I know from $rank(A)+nullity(A)=n$ that is $rank(A)=rank(A^T)=n$ and $nullity(A^T) ≠ 0$.Is there any other useful connection to solve this problem?

• What is def(A)?? Dec 27 '17 at 19:34
• Dimension of $N(A)$.My professor use that term to describe a dimension of nullspace. Dec 27 '17 at 19:37
• @DevendraSinghRana "deficiency", aka nullity Dec 27 '17 at 19:38
• Rank A is n then it is not possible to have rank of AA^T to be m Dec 27 '17 at 19:40
• @DevendraSinghRana I corrected mistake. Dec 27 '17 at 19:43

Suppose $A^TAv=0$; then also $v^TA^TAv=(Av)^T(Av)=0$, which implies $Av=0$. Since the null space of $A$ is trivial, you're done: $v=0$, so the nullity of $A^TA$ is zero and the rank is full.

Suppose $x=(x_1,\dots,x_n)\in\mathbb{R}^n$ and $x^Tx=0$; this means $$x_1^2+x_2^2+\dots+x_n^2=0$$ so $x_1=0, x_2=0,\dots,x_n=0$ and $x=0$. Apply it to $x=Av$.

• $(Av)^T(Av)=0$, which implies $Av=0$ ; please explain this I didn't understand, sir! Dec 29 '17 at 10:20
• @Abhishek I added the explanation.
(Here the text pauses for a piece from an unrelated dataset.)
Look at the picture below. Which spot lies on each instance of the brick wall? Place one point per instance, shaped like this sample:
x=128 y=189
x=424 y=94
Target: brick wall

Dec 29 '17 at 11:47

Well ! Use the fact that $$RankA+RankB -k<=Rank (AB)<= min (Rank A , Rank B)$$ Where $A$ is $n×k$ and $B$ is $k×m$ matrix.

It will work surely!

• Can you give me a source of $RankA+RankB−k<=Rank(AB)$ ? Dec 27 '17 at 19:57
• quora.com/How-do-I-show-rank-AB-≥rank-A-+rank-B-−n Dec 27 '17 at 20:01

You can define:

$\mathbb{A}_{m\times n}(\mathbb{R})$ be the matrix of any linear transformation $T:\mathbb{R^n}\to\mathbb{R^m}$ .So by Sylvester's law $rank(A)+nullity(A)=n\implies rank(A)=n$

and we know that $rank(A)=rank(A^TA)$=$n$; [1]: Prove rank $A^TA$ = rank $A$ for any $A_{m \times n}$

here , $A^TA$ is $n\times n$ , has full rank.

Therefore , $A^TA$ is invertible. (Hope it may help you.)